I don’t really ‘pick’ python packages from nixpkgs, without modifying them, btw. Mach-nix generates an overlay over the existing python packages in nixpkgs which replaces sources to upgrade versions, adds missing python build inputs, or generates completely new python packages in case a package doesn’t exist at all. I must mention, it needed some extra tweaks to prevent package collisions which are very likely otherwise.
Of course, if you require a very recent version of some py-package which needs non-python build inputs which are not defined in nixpkgs for that package, then mach-nix will fail. But those are rare cases i think. Still they might need to be fixed it the future to gain full compatibility.

I would love to hear your opinion about it. I’m sure i can benefit from your experiences.

FRidh · May 5, 2020, 5:47pm

We really need to improve the Python builder to either require separate arguments for Python and non-Python packages, or perform the splitting in the builder (this can be done but seems backward) and offer attributes in the passthru for each.
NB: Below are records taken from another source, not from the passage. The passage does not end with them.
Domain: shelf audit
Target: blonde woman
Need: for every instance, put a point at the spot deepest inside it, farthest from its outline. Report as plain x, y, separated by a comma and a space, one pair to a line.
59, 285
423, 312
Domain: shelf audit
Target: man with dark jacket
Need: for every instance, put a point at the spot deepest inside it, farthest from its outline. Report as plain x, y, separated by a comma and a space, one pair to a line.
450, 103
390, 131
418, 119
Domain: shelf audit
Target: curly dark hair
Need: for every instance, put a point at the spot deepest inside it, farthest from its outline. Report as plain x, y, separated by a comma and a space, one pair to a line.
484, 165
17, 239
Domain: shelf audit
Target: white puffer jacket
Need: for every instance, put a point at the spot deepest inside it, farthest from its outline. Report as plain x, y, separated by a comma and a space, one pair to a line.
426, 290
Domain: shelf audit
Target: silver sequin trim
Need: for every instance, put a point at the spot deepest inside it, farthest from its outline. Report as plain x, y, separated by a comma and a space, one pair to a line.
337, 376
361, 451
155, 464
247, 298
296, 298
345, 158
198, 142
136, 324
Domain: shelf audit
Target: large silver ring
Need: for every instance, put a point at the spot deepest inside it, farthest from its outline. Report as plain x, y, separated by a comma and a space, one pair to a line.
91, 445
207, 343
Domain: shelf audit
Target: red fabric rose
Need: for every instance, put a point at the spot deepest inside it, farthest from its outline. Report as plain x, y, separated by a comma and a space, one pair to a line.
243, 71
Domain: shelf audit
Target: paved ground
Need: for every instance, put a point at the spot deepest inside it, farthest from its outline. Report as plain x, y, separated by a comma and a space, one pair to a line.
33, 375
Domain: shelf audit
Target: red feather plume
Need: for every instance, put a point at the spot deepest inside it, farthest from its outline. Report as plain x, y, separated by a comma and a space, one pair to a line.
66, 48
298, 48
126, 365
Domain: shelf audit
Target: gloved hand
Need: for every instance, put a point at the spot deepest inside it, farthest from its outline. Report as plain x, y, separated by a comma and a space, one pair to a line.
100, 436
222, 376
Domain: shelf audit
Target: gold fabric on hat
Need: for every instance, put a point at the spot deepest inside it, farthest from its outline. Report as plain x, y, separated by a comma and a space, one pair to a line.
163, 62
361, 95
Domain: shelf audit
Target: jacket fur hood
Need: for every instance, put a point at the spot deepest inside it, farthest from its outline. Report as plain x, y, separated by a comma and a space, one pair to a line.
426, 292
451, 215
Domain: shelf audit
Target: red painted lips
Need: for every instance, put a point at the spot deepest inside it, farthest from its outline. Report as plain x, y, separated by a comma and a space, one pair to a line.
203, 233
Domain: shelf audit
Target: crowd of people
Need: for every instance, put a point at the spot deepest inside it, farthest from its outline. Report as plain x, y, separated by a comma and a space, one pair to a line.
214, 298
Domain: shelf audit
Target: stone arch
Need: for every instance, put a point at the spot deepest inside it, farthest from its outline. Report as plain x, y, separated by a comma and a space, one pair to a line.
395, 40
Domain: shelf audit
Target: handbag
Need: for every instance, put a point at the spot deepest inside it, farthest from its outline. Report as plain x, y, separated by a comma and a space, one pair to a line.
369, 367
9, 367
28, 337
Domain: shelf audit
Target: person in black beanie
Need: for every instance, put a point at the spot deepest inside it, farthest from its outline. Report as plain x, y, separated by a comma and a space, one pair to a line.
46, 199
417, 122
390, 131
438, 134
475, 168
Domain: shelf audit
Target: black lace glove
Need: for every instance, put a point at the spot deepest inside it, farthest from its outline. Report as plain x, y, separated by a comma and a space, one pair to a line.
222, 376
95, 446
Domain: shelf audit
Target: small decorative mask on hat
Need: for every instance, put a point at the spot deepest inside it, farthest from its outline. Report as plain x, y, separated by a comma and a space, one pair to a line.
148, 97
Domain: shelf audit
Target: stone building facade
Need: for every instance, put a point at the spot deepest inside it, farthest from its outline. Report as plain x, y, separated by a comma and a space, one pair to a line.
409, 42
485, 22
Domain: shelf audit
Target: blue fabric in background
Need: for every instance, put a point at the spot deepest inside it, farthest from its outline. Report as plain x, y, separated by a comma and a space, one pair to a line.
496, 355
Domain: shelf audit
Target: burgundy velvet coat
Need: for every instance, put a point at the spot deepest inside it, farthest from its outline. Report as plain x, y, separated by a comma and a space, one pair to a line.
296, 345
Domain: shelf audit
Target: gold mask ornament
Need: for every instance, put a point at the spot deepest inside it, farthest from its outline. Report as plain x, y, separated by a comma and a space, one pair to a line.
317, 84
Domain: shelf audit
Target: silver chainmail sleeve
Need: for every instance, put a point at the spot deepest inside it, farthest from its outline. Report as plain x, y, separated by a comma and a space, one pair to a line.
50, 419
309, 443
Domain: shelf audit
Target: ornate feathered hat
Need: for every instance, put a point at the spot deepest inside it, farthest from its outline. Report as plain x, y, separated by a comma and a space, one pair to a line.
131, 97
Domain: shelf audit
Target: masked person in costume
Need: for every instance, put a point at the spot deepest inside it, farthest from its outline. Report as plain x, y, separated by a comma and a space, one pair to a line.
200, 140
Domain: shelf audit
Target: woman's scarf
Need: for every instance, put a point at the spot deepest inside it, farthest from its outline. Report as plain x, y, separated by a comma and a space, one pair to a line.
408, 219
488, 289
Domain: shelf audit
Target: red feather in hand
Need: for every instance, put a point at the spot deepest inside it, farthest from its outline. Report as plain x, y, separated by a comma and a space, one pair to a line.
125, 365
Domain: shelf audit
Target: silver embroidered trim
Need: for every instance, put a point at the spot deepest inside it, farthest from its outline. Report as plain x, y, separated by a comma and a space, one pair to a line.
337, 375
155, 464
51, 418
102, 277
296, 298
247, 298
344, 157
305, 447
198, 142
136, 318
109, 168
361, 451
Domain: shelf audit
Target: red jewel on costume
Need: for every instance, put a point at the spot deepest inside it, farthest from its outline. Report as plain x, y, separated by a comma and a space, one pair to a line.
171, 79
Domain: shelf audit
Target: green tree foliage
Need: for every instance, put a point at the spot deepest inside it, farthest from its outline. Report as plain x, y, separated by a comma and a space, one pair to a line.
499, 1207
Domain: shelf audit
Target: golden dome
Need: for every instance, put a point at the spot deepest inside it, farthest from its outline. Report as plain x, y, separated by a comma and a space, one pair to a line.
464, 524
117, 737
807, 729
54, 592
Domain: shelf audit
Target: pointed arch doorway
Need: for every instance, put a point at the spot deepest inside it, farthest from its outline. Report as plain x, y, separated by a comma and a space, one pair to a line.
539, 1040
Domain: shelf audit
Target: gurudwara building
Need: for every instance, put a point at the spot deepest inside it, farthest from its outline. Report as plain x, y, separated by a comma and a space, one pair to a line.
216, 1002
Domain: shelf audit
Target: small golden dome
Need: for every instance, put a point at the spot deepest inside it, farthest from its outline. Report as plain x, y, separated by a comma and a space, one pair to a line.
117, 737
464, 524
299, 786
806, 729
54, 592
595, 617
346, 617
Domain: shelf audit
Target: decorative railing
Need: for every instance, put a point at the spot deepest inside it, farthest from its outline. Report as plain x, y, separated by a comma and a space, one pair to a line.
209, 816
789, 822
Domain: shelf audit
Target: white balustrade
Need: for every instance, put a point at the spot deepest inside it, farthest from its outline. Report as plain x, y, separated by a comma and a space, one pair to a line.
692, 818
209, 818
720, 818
Given the poetry2nix overrides are basically taken as-is from Nixpkgs I disagree. You could override the Nixpkgs expressions, and just extend dependencies to be at the safe side, taking deps from both Nixpkgs and your tool. It’s ugly, causing you at times to have more deps than strictly needed, but it is possible.

The question is of course what to do with other custom things, like patches. But this you will never get correct because its so version-dependent. Of course tests should be disabled as well. Makes me wonder if that would be a good idea for poetry2nix, instead of bundling its own default overrides. That would avoid duplicate work.